How much potassium you need
Pregnant and nonpregnant women: 4,700 milligrams (mg) per day
Breastfeeding women: 5,100 mg per day
Food sources of potassium
Fresh fruits and vegetables are among the best sources of potassium. To give you a sense of how easy it is to get this important mineral from your daily diet, here's a list of some of the foods highest in potassium:
- one medium baked potato with skin: 926 mg
- 1/2 cup dried plums: 637 mg
- 1/2 cup raisins: 598 mg
- 6 ounces prune juice: 528 mg
- 1/2 cup cooked lima beans: 485 mg
- 1/2 cup cooked acorn squash, cubed: 448 mg
- one medium banana: 422 mg
- 1/2 cup cooked spinach: 420 mg
- 6 ounces tomato juice: 417 mg
- 6 ounces orange juice: 372 mg
- 1 cup raisin bran cereal: 362 mg
- one medium cooked artichoke: 343 mg
- 1 tablespoon molasses: 293 mg
- 1 medium tomato: 292 mg
- 1 ounce sunflower seeds: 241 mg
- one medium orange: 237 mg
- 1 ounce almonds: 200 mg
Should you take a supplement?
It's probably not necessary. A wide variety of foods contain this important mineral, so it should be fairly easy to get all the potassium you need from your diet.

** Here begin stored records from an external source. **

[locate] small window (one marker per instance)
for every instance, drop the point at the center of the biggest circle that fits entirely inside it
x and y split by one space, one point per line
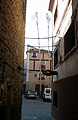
69 39
35 75
42 76
56 58
34 54
55 98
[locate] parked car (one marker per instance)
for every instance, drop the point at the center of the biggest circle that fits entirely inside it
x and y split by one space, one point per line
31 94
47 95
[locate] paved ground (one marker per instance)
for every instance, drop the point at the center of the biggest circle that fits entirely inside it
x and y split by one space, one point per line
35 109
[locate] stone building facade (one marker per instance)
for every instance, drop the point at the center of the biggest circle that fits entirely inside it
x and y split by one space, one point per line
65 54
36 61
12 25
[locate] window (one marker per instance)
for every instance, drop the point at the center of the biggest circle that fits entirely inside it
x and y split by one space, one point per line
56 57
55 15
42 76
69 39
55 98
34 54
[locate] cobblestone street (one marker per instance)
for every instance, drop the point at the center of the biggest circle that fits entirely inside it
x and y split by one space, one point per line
35 109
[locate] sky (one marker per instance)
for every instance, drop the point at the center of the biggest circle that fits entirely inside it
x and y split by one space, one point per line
41 7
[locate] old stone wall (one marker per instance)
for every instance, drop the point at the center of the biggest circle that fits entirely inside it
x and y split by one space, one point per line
11 56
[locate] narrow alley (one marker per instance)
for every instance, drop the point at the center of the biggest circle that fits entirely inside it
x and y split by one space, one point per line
35 109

The signs of a potassium deficiency
Low potassium is most often the result of chronic or severe vomiting or diarrhea, or from using certain diuretics, rather than a shortage in your diet.
A shortage of potassium could cause weakness, fatigue, muscle cramps, constipation, and abnormal heart rhythms. Talk with your doctor if you suspect that you're short on potassium or any other nutrient.